This content was current as of the date it was released. In science and medicine, information is constantly changing and may become out-of-date as new data emerge.
At ASCO 2016, Dr. Susan O’Brien of the U. of California Irvine (UCI) was the lead author on an important paper that cleared up some confusion about what happens when patients come off ibrutinib.
There has been data suggested that when patients failed ibrutinib, the outlook was dismal.
Dr. O’Brien explains that finding and offers a broader and more upbeat perspective based on her study presented at ASCO 2015.
Take Away Points:
- Both frontline and relapsed patients have high responses rates on ibrutinib and relapses are rare. This is not news.
- More of those who start ibrutinib after having relapsed from multiple other prior therapies fail on ibrutinib. Again this is not news.
- Patients from the early trials that relapsed after multiple lines of therapy on ibrutinib obviously had very few options and also had aggressive disease explaining their poor outcomes.
- However the few patients who fail ibrutinib after no or only one line of prior therapy do very well post-ibrutinib. Median survival has not yet been reached. Some may not need therapy for a long time.

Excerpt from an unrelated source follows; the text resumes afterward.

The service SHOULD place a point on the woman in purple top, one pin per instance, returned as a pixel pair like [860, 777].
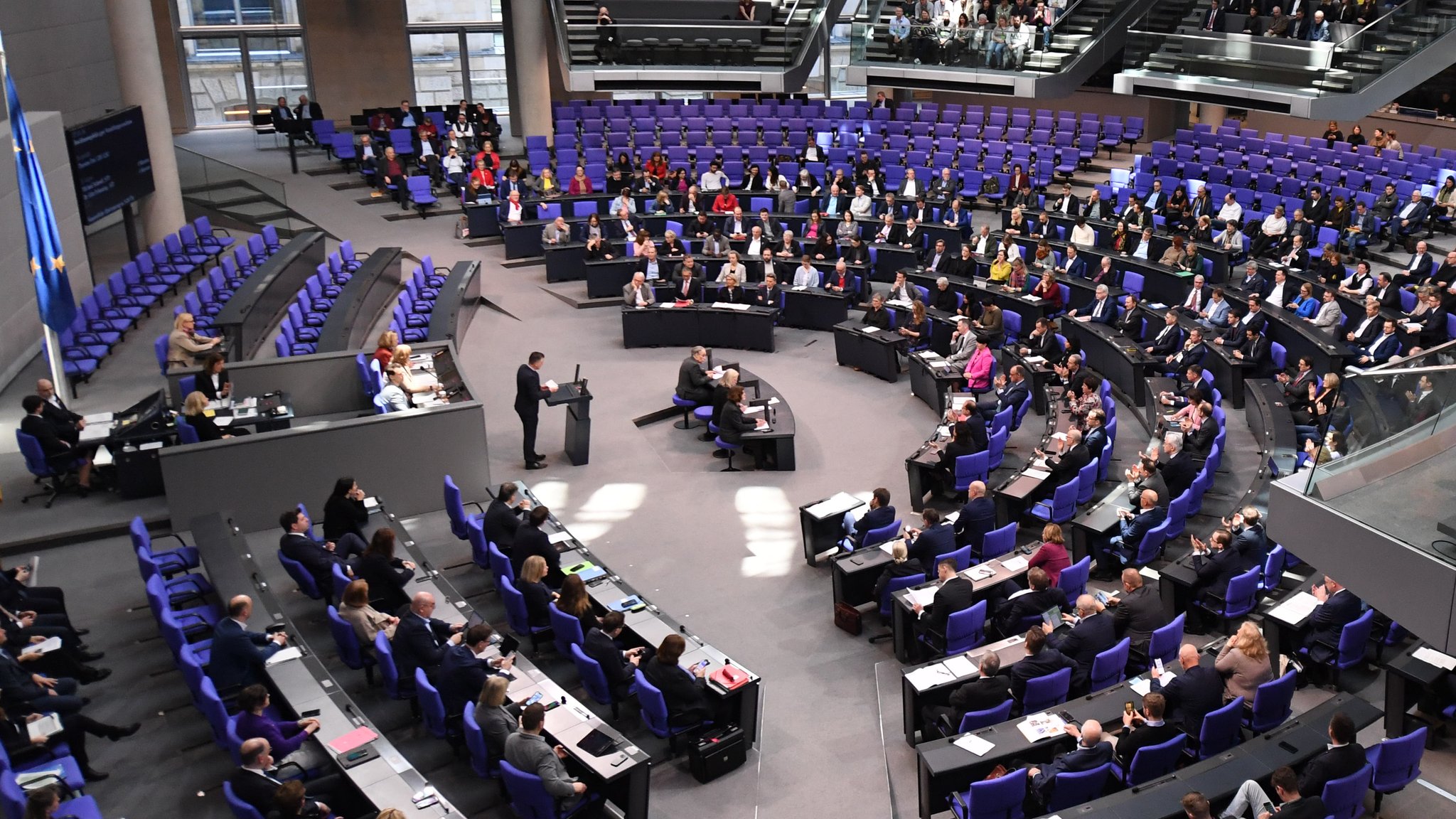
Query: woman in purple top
[283, 737]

- These patients have many options now that both approved and within clinical trials that were not available until very recently.
When we read trial results, it is critical that we understand who the patients are that are being studied and not to generalize the data to all patients who might take the trial drug in other circumstances. This is another argument for the importance of having a CLL expert on your team who closely follows the research.
Here is the abstract.
Enjoy the video.
This is good news and it should only get better as more targeted options are approved.